Bringing Filipino Medical Faculty into the 21st Century

Back home in Manila, one of the most challenging parts of Dr. Sempio’s job is helping UST faculty master technology.

“Some are not used to computers and especially using them in education,” he says.  “We use Moodle/Blackboard, just like OUM, but they seem wedded to the way they’ve always done it. I’m frequently able to use my OUM experiences to help them into the 21st century.”

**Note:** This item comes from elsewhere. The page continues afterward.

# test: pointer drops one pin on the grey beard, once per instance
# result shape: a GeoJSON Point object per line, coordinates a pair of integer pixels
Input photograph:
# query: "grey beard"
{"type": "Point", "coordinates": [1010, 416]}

In 2018, Dr. Sempio plans to begin work on a Master of Health Informatics degree so that he can further assist moving UST medical faculty into using technology.

OUM in the Philippines

OUM Vice Chancellors, Dr. Randy Brown and Chris Dudley, attended the 60th anniversary assembly for PAASCU in November, where they gave a presentation about OUM’s unique approach to medical education and accreditation to more than 450 educators from across the country.

Brown and Dudley met with deans of several medical schools in hopes of arranging post-graduate internships, clinical rotations, and faculty and curriculum exchanges.

“We’re going to have some additional opportunities for OUM students in the Philippines,” says Dr. Brown. “It’s only natural since that is where our accreditation home is. We also hope to borrow the talents of some excellent Filipino faculty members like Dr. Sempio.”

They have been invited to return to give a presentation to the Association of Philippine Medical Colleges, when they hope to finalize opportunities for OUM there.

By the way, Dr. Sempio’s favorite karaoke to perform is “Wherever You Will Go.”